Many U.S. persons conduct their financial affairs through privately-held investment vehicles for both privacy and wealth planning purposes. These privately-held investment vehicles come in a variety of different forms, generally selected after a thoughtful consideration of the relative benefits and burdens, including both nontax and tax aspects of each structure.
Oftentimes these structures are placed in international locations. International locations often have more favorable laws or judicial systems than are available in the U.S. The placement of these structures in an international financial center generally has more to do with favorable underlying laws or access to an international investment market than more nefarious motives such as tax evasion (which is illegal in almost all jurisdictions, including in the U.S.). Unfortunately, FATCA paints all U.S. persons with the same broad brush regardless of the underlying facts, and hence applies a burdensome uniform set of rules and regulations to both the innocent and the mal-intentioned.

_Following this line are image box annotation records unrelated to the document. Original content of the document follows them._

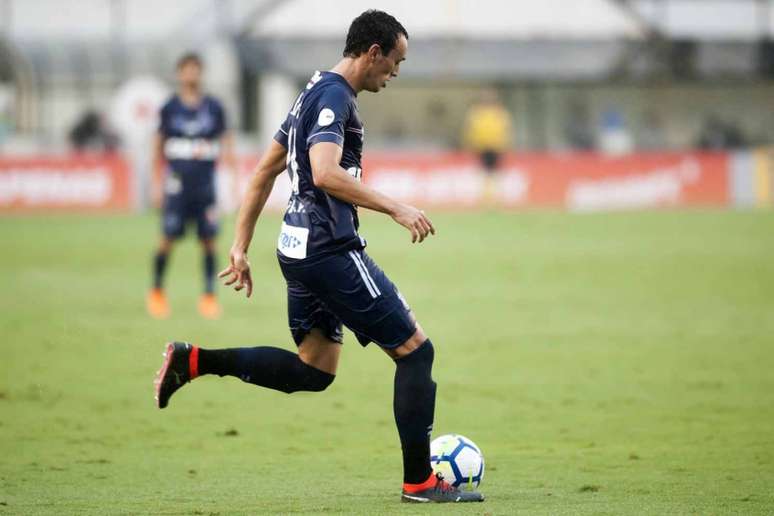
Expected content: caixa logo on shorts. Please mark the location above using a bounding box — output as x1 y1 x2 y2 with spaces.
277 222 309 260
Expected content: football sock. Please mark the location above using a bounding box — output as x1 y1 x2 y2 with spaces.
393 339 436 484
204 252 215 294
153 252 169 288
191 346 334 394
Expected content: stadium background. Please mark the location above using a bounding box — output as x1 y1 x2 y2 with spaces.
0 0 774 514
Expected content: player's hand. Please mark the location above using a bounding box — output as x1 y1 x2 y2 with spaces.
218 248 253 297
392 204 435 243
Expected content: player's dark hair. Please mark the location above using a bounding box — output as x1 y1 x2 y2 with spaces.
344 9 408 57
177 52 204 70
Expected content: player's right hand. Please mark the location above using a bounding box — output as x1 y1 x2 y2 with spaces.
392 204 435 243
218 247 253 297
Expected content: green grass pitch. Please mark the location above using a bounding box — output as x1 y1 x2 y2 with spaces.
0 211 774 515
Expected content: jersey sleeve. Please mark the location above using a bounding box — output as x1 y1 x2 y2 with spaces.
274 115 290 149
306 88 350 148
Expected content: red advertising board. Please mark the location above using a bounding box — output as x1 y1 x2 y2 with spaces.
363 153 730 211
0 155 132 212
0 152 731 212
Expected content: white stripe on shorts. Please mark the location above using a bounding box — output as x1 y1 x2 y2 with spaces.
349 251 382 298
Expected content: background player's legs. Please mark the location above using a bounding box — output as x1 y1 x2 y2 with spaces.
146 235 174 319
385 325 436 490
153 236 174 290
193 328 340 394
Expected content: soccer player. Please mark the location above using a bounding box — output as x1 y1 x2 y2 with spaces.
156 10 483 502
146 53 235 319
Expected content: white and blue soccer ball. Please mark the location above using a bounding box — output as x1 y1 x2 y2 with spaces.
430 434 484 489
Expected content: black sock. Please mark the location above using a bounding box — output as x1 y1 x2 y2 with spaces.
199 346 334 396
393 339 436 484
153 252 169 288
204 252 215 294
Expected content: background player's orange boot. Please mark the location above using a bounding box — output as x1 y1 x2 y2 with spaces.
145 288 170 319
199 294 220 319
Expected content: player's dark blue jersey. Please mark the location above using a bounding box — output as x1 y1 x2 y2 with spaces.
274 72 365 260
159 95 226 193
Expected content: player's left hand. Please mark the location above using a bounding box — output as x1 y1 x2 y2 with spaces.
218 248 253 297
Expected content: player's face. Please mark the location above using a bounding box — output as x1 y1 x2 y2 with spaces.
364 34 408 93
177 62 202 89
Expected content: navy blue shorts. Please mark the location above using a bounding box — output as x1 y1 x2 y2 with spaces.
280 250 416 349
161 192 218 239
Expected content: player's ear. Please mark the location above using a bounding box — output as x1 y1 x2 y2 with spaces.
367 43 382 63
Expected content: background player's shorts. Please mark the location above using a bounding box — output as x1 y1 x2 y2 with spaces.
161 188 218 239
280 250 416 349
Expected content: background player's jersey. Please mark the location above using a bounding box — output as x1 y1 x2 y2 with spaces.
159 95 226 195
274 72 365 260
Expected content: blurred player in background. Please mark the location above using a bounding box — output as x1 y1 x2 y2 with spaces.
462 90 512 204
147 53 236 319
156 11 483 502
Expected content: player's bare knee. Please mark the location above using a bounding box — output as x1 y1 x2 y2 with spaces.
384 324 427 359
298 330 341 381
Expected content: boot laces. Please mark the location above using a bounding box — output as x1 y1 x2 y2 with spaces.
435 473 457 493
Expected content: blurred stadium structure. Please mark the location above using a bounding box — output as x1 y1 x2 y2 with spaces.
0 0 774 211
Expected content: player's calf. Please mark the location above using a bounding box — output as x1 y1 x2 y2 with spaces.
155 342 336 408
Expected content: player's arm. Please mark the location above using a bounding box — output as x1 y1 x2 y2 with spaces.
218 140 287 297
220 131 237 172
309 142 435 242
151 131 166 207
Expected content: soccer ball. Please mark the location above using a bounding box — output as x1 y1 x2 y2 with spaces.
430 434 484 489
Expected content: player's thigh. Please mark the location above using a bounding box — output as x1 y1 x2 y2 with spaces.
161 195 186 241
281 274 344 347
309 250 417 349
298 328 341 374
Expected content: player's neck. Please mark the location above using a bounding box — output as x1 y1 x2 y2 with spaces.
178 86 202 106
331 57 365 93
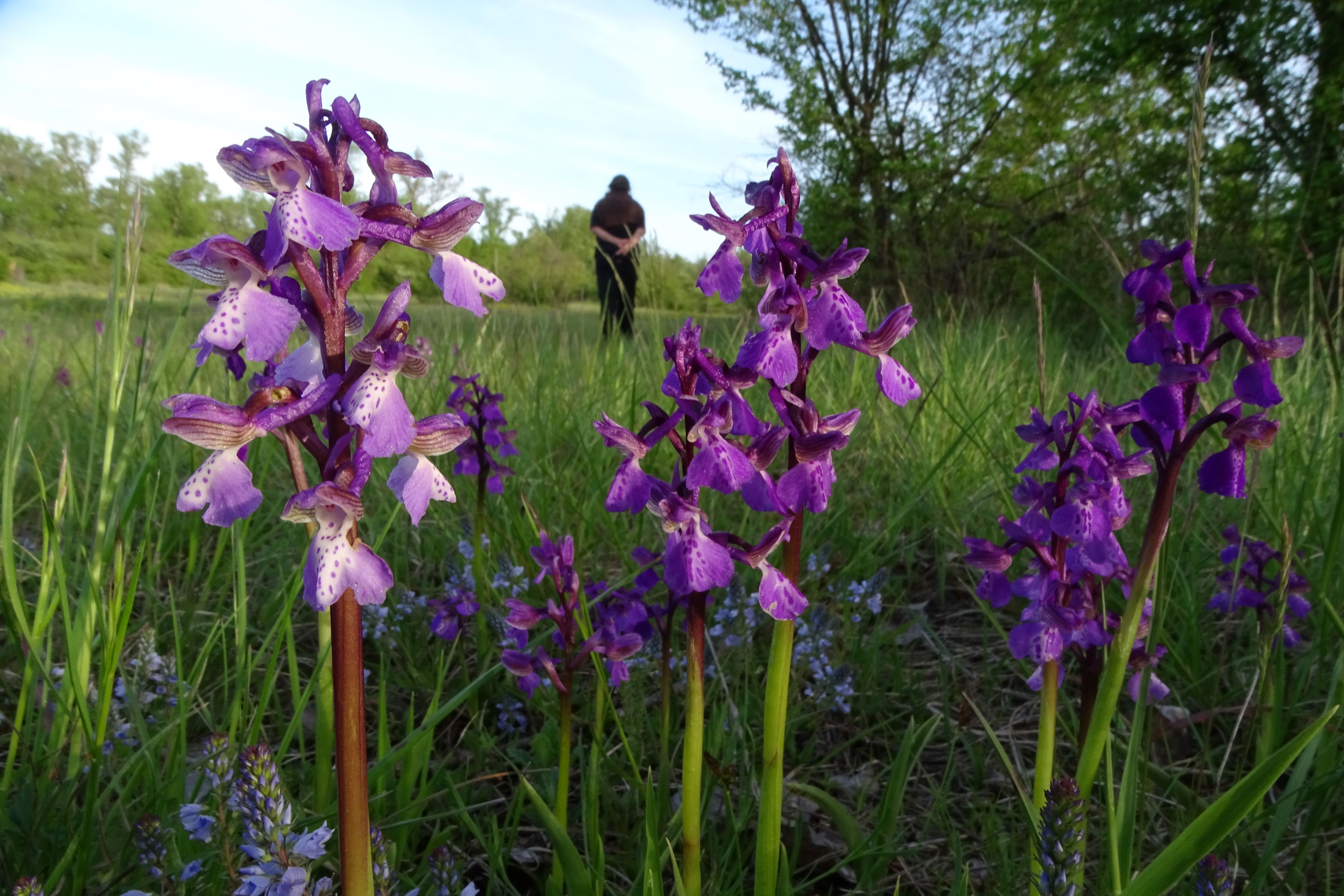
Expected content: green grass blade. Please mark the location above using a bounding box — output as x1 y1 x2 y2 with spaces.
961 690 1040 830
785 780 863 853
368 662 504 780
1122 706 1339 896
519 778 593 896
1246 656 1344 895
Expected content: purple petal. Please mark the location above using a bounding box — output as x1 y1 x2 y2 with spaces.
737 328 798 386
1008 622 1065 665
276 333 323 391
961 539 1012 572
177 446 262 527
1013 442 1059 473
1233 360 1284 407
261 184 359 270
663 520 732 594
693 434 757 497
1050 501 1110 541
196 282 298 361
1172 302 1214 351
724 388 770 438
1125 324 1176 364
878 355 922 407
304 504 393 610
606 457 649 513
802 282 868 349
695 239 742 302
742 470 783 513
1196 443 1246 498
429 251 504 317
387 453 457 525
976 572 1012 610
344 359 415 457
1138 386 1185 431
775 458 836 513
759 563 808 619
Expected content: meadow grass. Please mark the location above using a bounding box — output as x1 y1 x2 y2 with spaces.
0 282 1344 895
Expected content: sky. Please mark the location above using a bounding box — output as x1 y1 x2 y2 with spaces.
0 0 778 258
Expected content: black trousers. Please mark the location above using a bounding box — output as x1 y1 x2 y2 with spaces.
593 249 640 336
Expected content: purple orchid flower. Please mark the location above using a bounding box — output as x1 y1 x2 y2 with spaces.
284 480 393 610
387 414 472 525
216 136 360 270
655 481 732 594
593 414 649 513
168 234 298 367
447 373 517 501
691 149 921 406
1208 525 1312 647
965 392 1151 689
410 198 504 317
1125 240 1302 497
1196 414 1278 498
426 588 481 641
770 388 859 513
501 529 644 697
332 97 434 206
685 396 755 494
163 376 340 527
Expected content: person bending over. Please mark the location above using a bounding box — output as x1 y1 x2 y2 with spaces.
589 175 644 336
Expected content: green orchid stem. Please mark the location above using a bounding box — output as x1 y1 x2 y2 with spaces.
755 449 806 896
1070 451 1182 887
1076 451 1185 799
681 591 704 896
1031 660 1059 811
659 611 672 830
313 586 336 815
1031 660 1059 893
755 619 793 896
328 588 374 896
551 677 574 893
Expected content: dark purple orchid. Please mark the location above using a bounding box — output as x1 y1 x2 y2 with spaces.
585 568 661 689
1124 240 1302 486
593 320 806 619
168 234 298 365
500 529 644 697
691 149 921 406
1208 525 1312 647
447 373 517 497
965 392 1152 689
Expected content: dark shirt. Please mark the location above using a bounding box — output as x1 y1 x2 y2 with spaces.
589 192 644 255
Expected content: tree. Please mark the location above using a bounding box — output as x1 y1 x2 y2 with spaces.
1056 0 1344 265
668 0 1098 298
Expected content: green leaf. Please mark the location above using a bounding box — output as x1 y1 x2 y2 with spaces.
1246 656 1344 895
638 768 663 896
667 839 685 896
1116 669 1152 880
785 780 863 853
874 716 938 841
961 690 1040 830
368 662 504 780
519 778 593 896
1122 705 1339 896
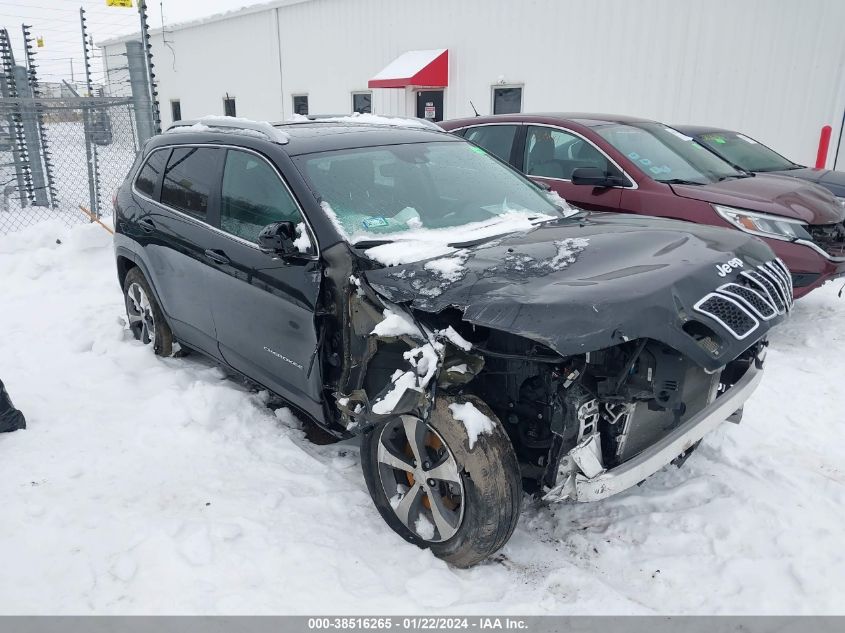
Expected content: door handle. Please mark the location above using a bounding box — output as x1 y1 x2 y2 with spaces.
138 218 155 233
205 248 229 264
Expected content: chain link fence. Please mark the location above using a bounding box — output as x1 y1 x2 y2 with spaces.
0 97 140 234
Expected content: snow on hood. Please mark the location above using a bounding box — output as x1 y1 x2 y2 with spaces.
364 214 782 369
340 209 557 266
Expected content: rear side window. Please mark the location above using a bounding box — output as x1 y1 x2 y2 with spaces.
525 125 608 180
161 147 221 220
220 150 304 242
464 125 516 163
135 149 170 198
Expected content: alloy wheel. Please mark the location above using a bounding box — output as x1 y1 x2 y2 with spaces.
126 283 156 347
377 415 464 543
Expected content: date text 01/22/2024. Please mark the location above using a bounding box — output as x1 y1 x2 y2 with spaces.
308 617 527 631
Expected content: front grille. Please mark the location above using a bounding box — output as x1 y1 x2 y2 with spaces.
694 259 792 340
695 292 760 340
719 283 777 321
741 269 786 314
806 222 845 257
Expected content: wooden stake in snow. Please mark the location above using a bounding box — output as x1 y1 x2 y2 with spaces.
79 204 114 235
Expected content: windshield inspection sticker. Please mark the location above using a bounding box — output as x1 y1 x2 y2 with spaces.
663 126 692 141
361 215 387 229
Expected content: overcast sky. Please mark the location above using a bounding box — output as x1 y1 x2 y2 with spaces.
0 0 254 83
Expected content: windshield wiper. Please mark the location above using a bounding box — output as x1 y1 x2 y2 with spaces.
657 178 707 185
716 171 754 182
352 240 393 248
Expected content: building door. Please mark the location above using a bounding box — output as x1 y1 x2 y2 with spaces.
417 90 443 121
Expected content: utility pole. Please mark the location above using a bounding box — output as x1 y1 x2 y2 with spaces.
79 7 100 218
138 0 161 134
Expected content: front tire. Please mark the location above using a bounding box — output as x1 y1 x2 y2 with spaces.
361 395 522 567
123 268 173 356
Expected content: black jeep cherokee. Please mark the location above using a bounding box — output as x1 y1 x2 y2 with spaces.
115 119 792 566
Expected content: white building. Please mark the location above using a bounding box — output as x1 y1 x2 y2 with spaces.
101 0 845 168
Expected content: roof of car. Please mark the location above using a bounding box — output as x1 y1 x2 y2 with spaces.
672 125 731 136
154 120 460 156
441 112 653 129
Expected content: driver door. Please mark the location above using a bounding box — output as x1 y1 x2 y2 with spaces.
520 125 622 211
206 149 322 419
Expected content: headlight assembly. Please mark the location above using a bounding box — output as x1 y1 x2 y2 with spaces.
713 204 812 242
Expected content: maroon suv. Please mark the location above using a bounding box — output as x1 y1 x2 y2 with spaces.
440 114 845 297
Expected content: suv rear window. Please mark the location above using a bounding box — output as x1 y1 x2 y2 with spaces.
161 147 221 220
464 125 516 163
220 150 302 242
135 149 170 198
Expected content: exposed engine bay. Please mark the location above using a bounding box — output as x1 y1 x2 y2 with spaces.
324 262 766 500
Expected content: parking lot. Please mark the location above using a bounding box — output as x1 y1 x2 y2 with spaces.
0 224 845 614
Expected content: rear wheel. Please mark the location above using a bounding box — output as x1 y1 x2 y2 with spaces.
361 396 522 567
123 268 173 356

Private investors need to recognize that FATCA is not going away and is now in full force and effect. Registering, establishing the required procedures, and demonstrating the requisite level of due diligence and documentation require time, something that is now in very short supply. Accordingly, action needs to be undertaken immediately, especially by FFIs, to become FATCA compliant. Becoming FATCA compliant now will allow private investment vehicles to avoid becoming subject to the new thirty (30) percent FATCA tax on future receipt of payments subject to FATCA’s withholding provisions. We strongly advise 1.) completing registration with the IRS and receiving a GIIN ASAP if required to do so and 2.) a thorough review of your current international structure to analyze what additional steps are necessary to become fully compliant for FATCA purposes.